International career^{‡}
- 2026–: Ghana / 1 / (0)

= Prince Amoako Jr. =

Ghanaian footballer (born 2007)

Prince Amoako Junior (born 19 February 2007) is a Ghanaian footballer who plays as a midfielder for FC Nordsjælland in the Danish Superliga and the Ghana national team.

== Club career ==
After having attended the Right to Dream Academy in his native Ghana, Amoako signed his first professional contract with FC Nordsjælland on 25 February 2025. He was sidelined while recovering from injury upon his arrival to the club.

On the opening day of the 2025–26 Danish Superliga season, Amoako made his debut for the club against FC Fredericia, as he was named to the starting lineup.

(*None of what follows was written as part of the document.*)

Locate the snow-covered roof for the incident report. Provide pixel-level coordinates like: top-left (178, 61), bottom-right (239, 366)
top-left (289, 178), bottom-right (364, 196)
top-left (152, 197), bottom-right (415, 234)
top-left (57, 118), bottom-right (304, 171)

In his debut, he scored a goal in the 4th minute and assisted in another as Nordsjælland won the game 3–2. He scored his second goal in his third appearance, in a 3–2 defeat to Sønderjyske on 3 August. He finished his inaugural season as the club's top scorer, with nine goals from 35 appearances, as the club finished in third place in the Superliga.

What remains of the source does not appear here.